Shares in Thomas Cook soared by 45% on Wednesday morning.
Following a week where shares plunged by 60%, they rebounded after Moody’s changed the outlook from negative from stable.
The company’s stock value has plummeted over the past week since the group issued a second profit warning in a couple of months.
Holiday bookings through Thomas Cook fell over the summer as the heat wave led more people to stay in the UK.
“2018 was a disappointing year for Thomas Cook, despite achieving some important milestones in our strategy for transforming the business,” said the group’s chief executive Peter Fankhauser last week.
“After a good start to the year, we experienced a larger-than-anticipated decline in gross margin following the prolonged period of hot weather in our key summer trading period,” he added.
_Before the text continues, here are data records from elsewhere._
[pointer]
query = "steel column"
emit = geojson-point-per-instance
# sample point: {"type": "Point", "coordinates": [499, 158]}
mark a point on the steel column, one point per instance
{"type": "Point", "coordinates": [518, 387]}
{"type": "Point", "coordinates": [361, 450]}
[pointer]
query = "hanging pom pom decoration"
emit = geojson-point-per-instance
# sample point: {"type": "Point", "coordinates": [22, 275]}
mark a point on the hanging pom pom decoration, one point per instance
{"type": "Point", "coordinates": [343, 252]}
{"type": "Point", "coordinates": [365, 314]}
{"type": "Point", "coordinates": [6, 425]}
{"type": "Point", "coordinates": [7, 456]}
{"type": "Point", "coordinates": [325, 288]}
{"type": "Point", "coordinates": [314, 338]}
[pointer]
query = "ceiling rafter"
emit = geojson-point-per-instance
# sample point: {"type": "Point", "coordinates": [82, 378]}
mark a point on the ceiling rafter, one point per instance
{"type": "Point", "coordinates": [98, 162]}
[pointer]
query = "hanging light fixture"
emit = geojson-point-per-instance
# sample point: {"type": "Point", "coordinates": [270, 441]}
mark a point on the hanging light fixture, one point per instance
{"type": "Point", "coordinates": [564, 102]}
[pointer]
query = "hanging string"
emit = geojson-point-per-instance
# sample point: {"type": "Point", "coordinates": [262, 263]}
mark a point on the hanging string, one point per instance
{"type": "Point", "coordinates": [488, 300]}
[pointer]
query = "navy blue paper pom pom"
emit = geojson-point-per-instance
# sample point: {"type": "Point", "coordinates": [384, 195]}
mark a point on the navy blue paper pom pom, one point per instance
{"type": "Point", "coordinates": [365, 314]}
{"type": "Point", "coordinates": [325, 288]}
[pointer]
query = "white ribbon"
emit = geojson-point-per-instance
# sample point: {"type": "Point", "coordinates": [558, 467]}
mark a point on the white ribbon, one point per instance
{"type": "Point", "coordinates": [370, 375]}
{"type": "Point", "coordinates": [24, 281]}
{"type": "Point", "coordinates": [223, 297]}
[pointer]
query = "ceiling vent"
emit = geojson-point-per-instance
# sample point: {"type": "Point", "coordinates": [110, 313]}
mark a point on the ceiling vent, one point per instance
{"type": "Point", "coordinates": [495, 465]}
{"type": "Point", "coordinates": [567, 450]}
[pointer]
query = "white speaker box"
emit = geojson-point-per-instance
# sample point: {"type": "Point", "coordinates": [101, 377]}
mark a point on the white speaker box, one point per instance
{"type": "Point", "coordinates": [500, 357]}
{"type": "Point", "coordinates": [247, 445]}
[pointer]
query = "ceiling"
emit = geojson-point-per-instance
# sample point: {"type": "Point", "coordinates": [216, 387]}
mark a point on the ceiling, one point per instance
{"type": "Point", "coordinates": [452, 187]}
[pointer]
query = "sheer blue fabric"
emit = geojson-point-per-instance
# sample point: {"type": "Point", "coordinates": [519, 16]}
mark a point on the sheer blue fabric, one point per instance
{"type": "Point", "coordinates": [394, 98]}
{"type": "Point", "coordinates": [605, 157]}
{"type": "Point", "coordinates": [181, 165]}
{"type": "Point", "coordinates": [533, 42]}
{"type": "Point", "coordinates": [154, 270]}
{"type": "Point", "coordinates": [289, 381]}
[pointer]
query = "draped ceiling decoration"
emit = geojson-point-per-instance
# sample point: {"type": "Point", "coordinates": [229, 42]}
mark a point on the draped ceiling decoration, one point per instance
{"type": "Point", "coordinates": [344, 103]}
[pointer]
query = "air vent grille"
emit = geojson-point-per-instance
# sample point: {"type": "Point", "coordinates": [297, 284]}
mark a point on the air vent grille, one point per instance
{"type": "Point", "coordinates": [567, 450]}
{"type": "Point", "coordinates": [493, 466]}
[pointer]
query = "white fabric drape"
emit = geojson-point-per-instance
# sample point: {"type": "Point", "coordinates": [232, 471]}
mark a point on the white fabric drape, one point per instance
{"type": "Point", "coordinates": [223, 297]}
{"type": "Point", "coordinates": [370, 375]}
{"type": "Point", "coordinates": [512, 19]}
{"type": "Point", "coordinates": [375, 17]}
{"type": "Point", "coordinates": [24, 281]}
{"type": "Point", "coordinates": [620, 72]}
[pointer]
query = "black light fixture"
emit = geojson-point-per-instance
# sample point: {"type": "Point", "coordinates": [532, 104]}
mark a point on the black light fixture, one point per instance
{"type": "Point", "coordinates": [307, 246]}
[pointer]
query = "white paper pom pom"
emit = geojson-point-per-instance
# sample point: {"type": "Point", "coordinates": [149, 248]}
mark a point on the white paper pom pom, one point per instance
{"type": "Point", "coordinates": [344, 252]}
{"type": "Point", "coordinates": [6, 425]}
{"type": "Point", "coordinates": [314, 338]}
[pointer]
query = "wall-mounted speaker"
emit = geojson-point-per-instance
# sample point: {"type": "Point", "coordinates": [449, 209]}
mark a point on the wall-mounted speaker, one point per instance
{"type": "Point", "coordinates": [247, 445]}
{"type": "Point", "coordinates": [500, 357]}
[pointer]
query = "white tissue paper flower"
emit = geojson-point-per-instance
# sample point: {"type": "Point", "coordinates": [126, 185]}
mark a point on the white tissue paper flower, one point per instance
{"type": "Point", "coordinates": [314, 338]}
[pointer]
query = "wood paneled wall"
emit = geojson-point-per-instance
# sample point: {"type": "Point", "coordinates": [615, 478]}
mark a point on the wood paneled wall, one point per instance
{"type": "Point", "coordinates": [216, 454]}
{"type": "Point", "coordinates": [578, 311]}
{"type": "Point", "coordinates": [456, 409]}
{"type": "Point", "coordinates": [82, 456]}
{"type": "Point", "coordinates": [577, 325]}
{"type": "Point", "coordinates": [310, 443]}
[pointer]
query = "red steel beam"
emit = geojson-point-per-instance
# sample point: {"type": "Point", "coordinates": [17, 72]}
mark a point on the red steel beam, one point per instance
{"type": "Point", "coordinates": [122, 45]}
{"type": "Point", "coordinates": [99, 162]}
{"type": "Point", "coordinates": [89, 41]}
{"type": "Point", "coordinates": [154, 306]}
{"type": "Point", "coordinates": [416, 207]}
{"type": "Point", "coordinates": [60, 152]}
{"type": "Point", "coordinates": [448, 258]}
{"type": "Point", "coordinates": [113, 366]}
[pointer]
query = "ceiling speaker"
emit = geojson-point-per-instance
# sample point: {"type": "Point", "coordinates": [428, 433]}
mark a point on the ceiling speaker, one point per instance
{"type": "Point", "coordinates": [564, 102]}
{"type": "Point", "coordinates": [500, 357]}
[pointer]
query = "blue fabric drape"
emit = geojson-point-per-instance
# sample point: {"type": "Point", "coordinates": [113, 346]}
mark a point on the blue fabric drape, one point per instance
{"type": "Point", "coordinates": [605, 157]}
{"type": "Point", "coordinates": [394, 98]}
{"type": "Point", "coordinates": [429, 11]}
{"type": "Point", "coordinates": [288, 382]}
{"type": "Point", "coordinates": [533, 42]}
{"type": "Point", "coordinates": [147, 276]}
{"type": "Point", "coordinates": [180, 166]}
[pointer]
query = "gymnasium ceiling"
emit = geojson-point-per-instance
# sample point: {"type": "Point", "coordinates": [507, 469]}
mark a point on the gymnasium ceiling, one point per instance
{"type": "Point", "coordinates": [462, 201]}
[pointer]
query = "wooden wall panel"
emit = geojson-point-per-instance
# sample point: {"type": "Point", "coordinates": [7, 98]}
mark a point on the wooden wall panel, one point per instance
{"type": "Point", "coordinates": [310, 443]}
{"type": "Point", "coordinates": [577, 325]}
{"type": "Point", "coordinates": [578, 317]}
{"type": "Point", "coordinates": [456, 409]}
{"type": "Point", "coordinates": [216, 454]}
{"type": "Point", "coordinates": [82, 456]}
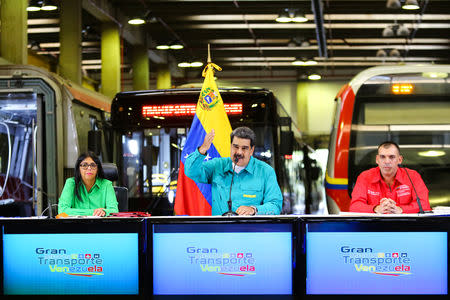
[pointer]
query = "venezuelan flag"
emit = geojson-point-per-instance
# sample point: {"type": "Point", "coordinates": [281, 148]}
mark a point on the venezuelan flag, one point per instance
{"type": "Point", "coordinates": [193, 198]}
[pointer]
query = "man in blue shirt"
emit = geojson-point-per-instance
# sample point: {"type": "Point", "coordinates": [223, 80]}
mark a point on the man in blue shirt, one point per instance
{"type": "Point", "coordinates": [255, 189]}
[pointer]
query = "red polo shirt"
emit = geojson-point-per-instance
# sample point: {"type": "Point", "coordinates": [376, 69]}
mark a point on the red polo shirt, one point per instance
{"type": "Point", "coordinates": [370, 188]}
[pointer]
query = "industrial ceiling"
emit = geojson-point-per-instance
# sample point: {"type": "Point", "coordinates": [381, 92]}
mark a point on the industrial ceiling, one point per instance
{"type": "Point", "coordinates": [338, 39]}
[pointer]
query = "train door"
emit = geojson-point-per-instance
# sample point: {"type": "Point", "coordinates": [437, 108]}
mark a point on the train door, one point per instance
{"type": "Point", "coordinates": [20, 152]}
{"type": "Point", "coordinates": [150, 163]}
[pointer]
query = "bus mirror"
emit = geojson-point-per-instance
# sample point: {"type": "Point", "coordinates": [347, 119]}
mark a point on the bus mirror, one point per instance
{"type": "Point", "coordinates": [315, 173]}
{"type": "Point", "coordinates": [95, 141]}
{"type": "Point", "coordinates": [286, 143]}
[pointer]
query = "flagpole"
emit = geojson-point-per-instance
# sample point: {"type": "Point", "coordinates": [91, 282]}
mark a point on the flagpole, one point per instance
{"type": "Point", "coordinates": [209, 54]}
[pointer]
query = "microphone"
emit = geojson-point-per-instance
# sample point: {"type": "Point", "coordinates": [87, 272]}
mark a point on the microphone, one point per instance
{"type": "Point", "coordinates": [230, 212]}
{"type": "Point", "coordinates": [421, 211]}
{"type": "Point", "coordinates": [49, 206]}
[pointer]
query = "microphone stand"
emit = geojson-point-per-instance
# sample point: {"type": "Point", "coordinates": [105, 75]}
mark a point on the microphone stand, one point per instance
{"type": "Point", "coordinates": [421, 211]}
{"type": "Point", "coordinates": [230, 213]}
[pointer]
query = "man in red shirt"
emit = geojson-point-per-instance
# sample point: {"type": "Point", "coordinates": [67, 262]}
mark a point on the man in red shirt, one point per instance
{"type": "Point", "coordinates": [387, 189]}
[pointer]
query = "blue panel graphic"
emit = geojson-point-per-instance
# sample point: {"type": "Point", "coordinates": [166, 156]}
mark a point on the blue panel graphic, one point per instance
{"type": "Point", "coordinates": [45, 264]}
{"type": "Point", "coordinates": [191, 263]}
{"type": "Point", "coordinates": [376, 263]}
Vitali Morgovski, Moody’s assistant vice president-analyst, said: “Our rating action reflects the deterioration of credit metrics after unfavourable earnings development in the financial 2018 and the group’s weakened liquidity.”
“Furthermore, the negative outlook reflects Moody’s concerns regarding the company’s ability to recover its profitability and cash generation in the coming fiscal year as the macroeconomic tailwind becomes less supportive whereas the outcome of Brexit negotiations and their potential impact on customer behaviour that may include a shift to late bookings exacerbates the uncertainty,” he added.
Shares in Thomas Cook (LON: TCG) are currently trading +36.37% (1311GMT).